In one of his most famous letters to Lucilius, Seneca gives a pretty simple prescription for the good life. “Each day,” he wrote, “acquire something that will fortify you against poverty, against death, indeed against other misfortunes, as well and after you have run over many thoughts, select one to be thoroughly digested that day.” 


One gain per day. That’s it. 


George Washington’s favorite saying was “many mickles make a muckle.” It was an old Scottish proverb that illustrates a truth we all know: things add up. Even little ones. Even at the pace of one per day. 


The Stoics believed it was the little things that added up to wisdom and to virtue. What you read. Who you studied under. What you prioritized. How you treated someone.
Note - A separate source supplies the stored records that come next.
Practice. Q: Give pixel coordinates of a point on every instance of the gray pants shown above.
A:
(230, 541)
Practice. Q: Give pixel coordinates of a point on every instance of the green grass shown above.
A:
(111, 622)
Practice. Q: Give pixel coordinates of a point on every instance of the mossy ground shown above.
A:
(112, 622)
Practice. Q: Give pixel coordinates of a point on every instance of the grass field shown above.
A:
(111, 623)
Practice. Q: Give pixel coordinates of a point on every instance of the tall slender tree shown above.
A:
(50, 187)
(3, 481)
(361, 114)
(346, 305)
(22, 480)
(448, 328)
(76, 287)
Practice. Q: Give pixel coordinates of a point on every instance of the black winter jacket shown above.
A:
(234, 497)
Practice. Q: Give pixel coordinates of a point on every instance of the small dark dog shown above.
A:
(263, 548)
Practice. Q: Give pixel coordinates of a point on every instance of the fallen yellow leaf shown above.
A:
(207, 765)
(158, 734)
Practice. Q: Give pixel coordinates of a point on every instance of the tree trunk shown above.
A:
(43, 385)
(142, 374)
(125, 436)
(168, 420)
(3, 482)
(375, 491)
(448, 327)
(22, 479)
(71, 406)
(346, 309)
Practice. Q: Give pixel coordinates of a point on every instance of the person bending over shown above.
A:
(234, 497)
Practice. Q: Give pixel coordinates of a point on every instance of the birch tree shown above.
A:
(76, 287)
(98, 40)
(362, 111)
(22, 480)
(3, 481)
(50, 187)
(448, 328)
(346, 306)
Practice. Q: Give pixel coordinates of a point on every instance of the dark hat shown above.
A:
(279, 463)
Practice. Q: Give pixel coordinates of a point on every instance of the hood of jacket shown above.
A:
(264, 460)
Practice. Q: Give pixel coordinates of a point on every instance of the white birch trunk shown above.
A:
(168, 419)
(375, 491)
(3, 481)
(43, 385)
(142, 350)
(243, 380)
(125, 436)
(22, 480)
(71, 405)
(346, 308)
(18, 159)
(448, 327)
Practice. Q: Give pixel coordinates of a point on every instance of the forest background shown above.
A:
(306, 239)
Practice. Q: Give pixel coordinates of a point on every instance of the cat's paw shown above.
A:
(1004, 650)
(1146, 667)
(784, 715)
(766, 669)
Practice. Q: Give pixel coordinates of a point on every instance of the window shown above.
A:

What your routine was like. The training you underwent. What rules you followed. What habits you cultivated. Day to day, practiced over a lifetime, this is what created greatness. This is what led to a good life.


“Well-being is realized by small steps,” Zeno would say looking back on his life, “but is truly no small thing.” Which is why today and every day, you need to think about those little things. They are worth sweating. You need to create good habits. You need to stick to your rules. You can’t make excuses to yourself, saying “Oh, this doesn’t matter.” 


Because it adds up. Because it determines what you’ll accomplish, and what you won’t. Most important, it determines who you are.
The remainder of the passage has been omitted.